Dans son livre De la manière de composer et faire réussir les ballets (1641), Nicolas de Saint-Hubert précise : « Pour faire un beau ballet, il y a six choses nécessaires : savoir le sujet, les airs, la danse, les habits, les machines et l’ordre, desquelles choses je dirai mon sentiment. » XX

On remarque l’utilisation du terme « composer » et non « chorégraphier », un terme qui n’existe pas encore, et on note l’absence totale de mention du peintre ou du plasticien. On pourrait alors objecter que la préoccupation plastique allait naître avec la conscience de l’art de chorégraphier.
Mais, outre que, sans en savoir le mot, les « composeurs » étaient déjà de réels chorégraphes, il faut souligner l’absence complète des plasticiens dans l’histoire longue de la danse.


Danse et arts plastiques : chacun son territoire

À l’exception des plus éminents spécialistes, qui se souvient du nom de Ciceri, l’éminent créateur des décors de Giselle (1841) ? Pourtant Pierre-Luc-Charles Ciceri, peintre d’une réelle maîtrise, témoigne dans sa composition pour Giselle d’une véritable compréhension dramaturgique du ballet de Perrot-Coralli et du livret de Gautier, tandis que sa fréquentation de Daguerre lui permettait de maîtriser toutes les avancées techniques de l’usage de la lumière de son époque. Son travail plastique constitue une véritable clef de compréhension de ce chef-d’œuvre de l’art romantique de la danse... Et qui s’en soucie? XX

Pour cruel, le constat n’en est pas moins certain, la danse pouvait se poser la question de la musique ou de l’espace, se préoccuper du sujet et du poète, mais elle ne se souciait guère des arts plastiques.
En regard, les arts plastiques se satisfaisaient au mieux de n’avoir avec la danse qu’une relation utilitaire et, au pire, aucune relation du tout.

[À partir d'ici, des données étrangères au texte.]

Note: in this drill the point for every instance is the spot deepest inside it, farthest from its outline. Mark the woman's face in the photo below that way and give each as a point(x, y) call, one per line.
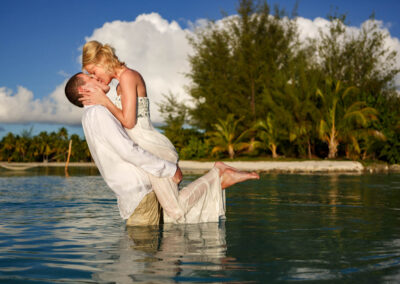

La grande majorité des oeuvres plastiques consacrées à la danse que nous connaissons avant le XXe siècle relèvent de deux catégories principales : d’une part, des oeuvres relatives aux décors et costumes (cartons, esquisses, etc.), d’autre part, des portraits de figures remarquables.
Il peut s’agir de grandes personnalités de l’époque, ainsi le Portrait de la Camargo par Lancret XX, ou de la danse comme élément du pittoresque, telle la Danse champêtre de Watteau. La chose est donc beaucoup plus tranchée qu’en musique – car sur ce point le débat continue – : les arts plastiques vont très bien dans leur domaine et la danse dans le sien sans qu’il soit besoin d’interroger les uns par l’autre et réciproquement.



Le moment de basculement

Et quelque chose change. En 1912 par exemple, l’album de 27 pastels que Jules Grandjouan consacre à Isadora Duncan. Son collègue André Dunoyer de Segonzac avait fait de même en 1910, consacrant un autre de ses albums à Shéhérazade, que venait de donner les Ballets russes. Et puis il y a Rodin, et Bourdelle, et Kupka, et... Force est de constater que quelque chose d’essentiel a changé dans la relation entre les plasticiens et la danse.

Pour mesurer l’enjeu, l’amateur peut revenir à Forain. Louis Henri Forain (dit Jean-Louis Forain 1852-1931), aujourd’hui mésestimé, fut proche des mouvements d’avant-garde et tient une place singulière dans l’histoire de l’iconographie de la chose chorégraphique.

Celui que Toulouse-Lautrec reconnaissait comme son seul maître avec Degas était l’une des figures marquantes du mouvement impressionniste. Proche de Verlaine et de Rimbaud, caricaturiste fameux, il devint une personnalité du Tout-Paris. Il donna dans le dessin nauséeux mais de talent (il créa avec Caran d’Ache le journal Psst... !, ouvertement antisémite).
Il peut être considéré comme le successeur de Degas, mais plutôt orienté vers une morale froufroutante, croquant par le trou du voyeur la danseuse en grande négociation...

Doté d’un véritable coup d’oeil – il ne fut pas l’un des plus grands caricaturistes de son temps pour rien –, d’un sens aigu de la composition et d’un penchant pour la dérision, Jean-Louis Forain peut prétendre au rang de « grand peintre de la danseuse ». C’est à ce titre qu’il permet de comprendre pourquoi le rapport de la danse aux arts plastiques signe de façon irréfragable le passage à la modernité. Que l’on ne se méprenne pas. Pour ses contemporains, Forain incarnait aussi sûrement l’image de la danse que de Segonzac.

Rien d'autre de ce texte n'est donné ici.